Tony Mastroianni Review Collection
"American Graffiti" captures the times
Cleveland Press September 22, 1973
Graffiti are utterances scribbled on walls in public places. They are the verbal record of a pop culture of any period, a manifestation of a time, the minutiae that sets one period apart from another.
With almost tongue-in-cheek humor the makers of a movie have called their work "American Graffiti" and it is as well named as it is put together.
The period is 1962 -- both a distillation and a culmination of a culture that began in the '50's. It was rock music that still wasn't so far removed from music, of the importance of a car to a teen, for to be without wheels was to be a grounded nobody. Mecca was the drive-in, and a car got you there and back. And you communicated from the open window of one auto through the open window of another.
This is the junk art out of which director and co-author George Lewis has put together his movie, carefully distilling and assembling his matter in a process that turns it into art and not just junk.
The time is a single evening, the people four young men and the girls in their lives. It is the night of the sock hop at school, the night before some will be off for college, or the Army, or a job.
For only a few will 1962 be nostalgic, and nostalgia isn't enough for a play or movie. There must be something universal and Lewis has captured it.
That moment that marks the end of one period in a person's life and the beginning of another is universal at any time. Lewis has captured it perfectly -- the uneasiness, the slight fear, the grasping at friendships you know but won't admit will end.
The characters are unlikely comrades, the kind of comradeship that comes with similarities in age and going to the same school, but which won't endure as each seeks his own place in life.
But "American Graffiti" is not serious.

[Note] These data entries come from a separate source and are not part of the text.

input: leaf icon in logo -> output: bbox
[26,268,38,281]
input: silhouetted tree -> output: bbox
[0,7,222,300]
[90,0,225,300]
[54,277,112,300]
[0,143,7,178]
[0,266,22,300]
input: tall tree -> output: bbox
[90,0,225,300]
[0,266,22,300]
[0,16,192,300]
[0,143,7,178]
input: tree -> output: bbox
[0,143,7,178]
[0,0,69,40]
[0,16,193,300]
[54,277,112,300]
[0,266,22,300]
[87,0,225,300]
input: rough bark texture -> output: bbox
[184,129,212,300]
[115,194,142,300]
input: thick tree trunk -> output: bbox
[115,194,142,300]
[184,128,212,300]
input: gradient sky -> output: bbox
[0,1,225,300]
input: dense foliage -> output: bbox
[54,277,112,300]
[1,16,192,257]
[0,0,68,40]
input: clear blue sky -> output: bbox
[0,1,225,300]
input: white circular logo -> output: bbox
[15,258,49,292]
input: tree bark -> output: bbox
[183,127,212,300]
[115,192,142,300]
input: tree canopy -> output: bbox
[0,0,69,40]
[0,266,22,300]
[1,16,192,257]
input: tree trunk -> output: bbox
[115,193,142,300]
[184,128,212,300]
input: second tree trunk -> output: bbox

It is a comedy, a comedy made better by dealing with its characters in terms of heightened reality.
Richard Dreyfuss is the intellectual of the bunch, the observer, the one without ties, the character whose path cuts across the others. He's the one who just doesn't know what he will do, who has dreams whose vision of heaven is the sight of a blond in a Thunderbird.

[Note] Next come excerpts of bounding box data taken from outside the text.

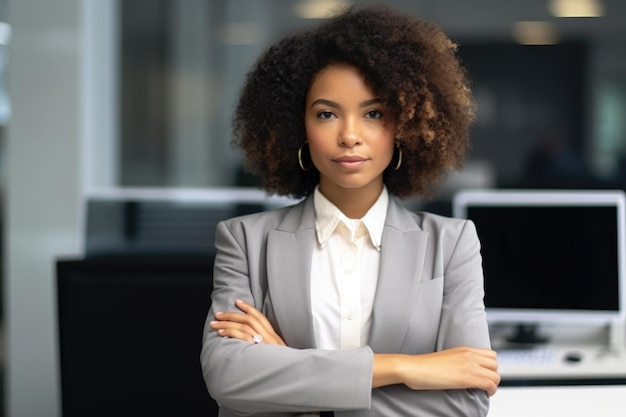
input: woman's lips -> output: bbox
[333,156,367,169]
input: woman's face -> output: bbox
[304,64,395,201]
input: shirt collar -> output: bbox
[313,185,389,252]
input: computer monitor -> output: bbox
[57,256,218,417]
[453,190,626,342]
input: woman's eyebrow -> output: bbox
[311,97,382,108]
[311,98,341,109]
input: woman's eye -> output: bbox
[317,111,334,119]
[365,110,383,119]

Ronny Howard is last year's class president going with next year's cheerleader. Tomorrow he will be off for the Army and tonight there seems to be nothing but friction between him and his girl.
Paul Le Mat is the top drag racer, always challenged, always winning, but beginning to wonder if maybe he isn't getting a little old for all this.
Charlie Martin Smith is the young one, minus wheels and suddenly acquiring them, longing to be bigger and older and tougher than he is.
Candy Clark is the girl he picks up, a swinger and typical of every dumb blond in the movies.
Unifying it all is a soundtrack with the music of the period. Its logic for being there is the radio that blares out of every car.
Unlike the nostalgic trappings of Peter ("Last Picture Show") Bogdonavich, the old music doesn't call attention to itself. It is simply there, an integral part, a thread.
For life in any period is tunes, sayings, trappings and occasionally a minor crisis, and this is what "American Graffiti" captures.